Profissionais da Educação que carregam sobre os seus ombros uma pesada cruz, ao serem os porta-vozes da educação cidadã. Uma cruz que se encontra no horizonte de cada professora/a na tarefa de construir uma educação de qualidade, no espaço da vida pública, sobretudo para os filhos das famílias de baixa renda, as camadas populares de nosso país. Mesmo sem serem valorizados, cada um destes profissionais tem dado o melhor de si no sentido de construir outro Brasil possível. Entretanto, isto somente será possível quando levarmos a sério aquilo que nos disse o grande patrono da educação brasileira Paulo Freire: “Quando a educação não é libertadora, o sonho do oprimido é ser o opressor”.

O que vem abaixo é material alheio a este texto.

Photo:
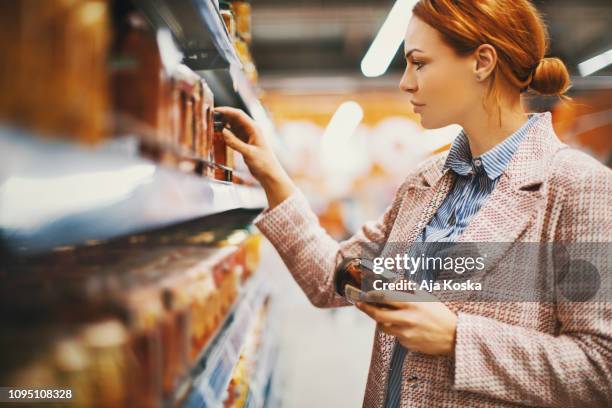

Pedagogos e pedagogas do conhecimento. Pedagogia de Jesus que encanta e seduz. Pedagogia da cruz que liberta e salva, segundo o horizonte de Deus. Cruz que entra na vida de Jesus não como uma predestinação ou porque Deus assim o quis. Deus não nos revela o seu Filho para acabar os seus dias, dependurado numa cruz. A cruz entra na vida de Jesus como decorrência direta de sua fidelidade ao Pai, ao dar a sua vida por inteiro, até as últimas consequências. Uma cruz pedagógica que nos ensina que a entrega de cada um de nós no seguimento de Jesus de Nazaré tem que ser total, assumindo as consequências da perseguição por causa d’Ele. Seguimento coerente e persistente na procura do Reino.

A cruz pedagógica de Jesus nos convoca ao seu seguimento. Como fizeram os três discípulos de Jesus que o texto de Lucas nos apresenta na liturgia do dia de hoje. Na cena da transfiguração de Jesus no Monte Tabor, Pedro, João e Tiago, são convidados a assumirem o desafio de se fazerem presentes em meio ao conflito. Não se trata de ficarem venerando as figuras emblemáticas de Moisés e Elias (a Lei e os Profetas), mas serem presença de transformação na planície. Descer da montanha é o primeiro dos desafios a serem cumpridos na prática cotidiana da missão messiânica com Jesus. Ir às periferias das vidas, sejam elas as periferias geográficas, sociais, políticas e até as periferias existenciais. Ser presença viva do Ressuscitado lá onde estão as mazelas da existência humana. Na concepção do Papa Francisco, uma ‘Igreja em Saída’: “Sair em direção dos afastados, dos excluídos (…) sair em direção às periferias humanas. Uma Igreja acidentada, ferida e enlameada por ter saído pelas estradas”.

Ao se transfigurar diante daqueles seus seguidores, Jesus dá uma pequena amostra daquilo que está previsto no seu itinerário rumo à Jerusalém. A cruz aponta no horizonte de seu projeto messiânico libertador. Mediante sua Morte, Ressurreição e Ascensão, o ato supremo de libertação do povo, acabando com a opressão exercida pelo sistema implantado em Jerusalém. A cruz como horizonte pedagógico de todo seguidor de Jesus. Pedagógico no sentido de que Deus não quer o sofrimento e nem a dor dos seus, mas no enfrentamento das forças de exploração e da morte, a cruz aparece como perspectiva consequente da missão. Cruz pedagógica e redentora, afinal as forças da morte não prevaleceram, uma vez que Deus Ressuscitou o seu Filho e Ele está vivo presente no meio de nós.

 


Francisco Carlos Machado Alves conhecido como Chico Machado, foi da Congregação do Santíssimo Redentor, os Redentorista, da província de São Paulo. Reside em São Felix do Araguaia no Mato Grosso e é agente de Pastoral na Prelazia de São Felix desde 1992. Sua atividade pastoral é junto aos povos indígenas da região: Xavante, Kayabi, Karajá, dentre outros. Mestre em Educação atua na formação continuada de professores Indígenas, nas escolas das respectivas aldeias.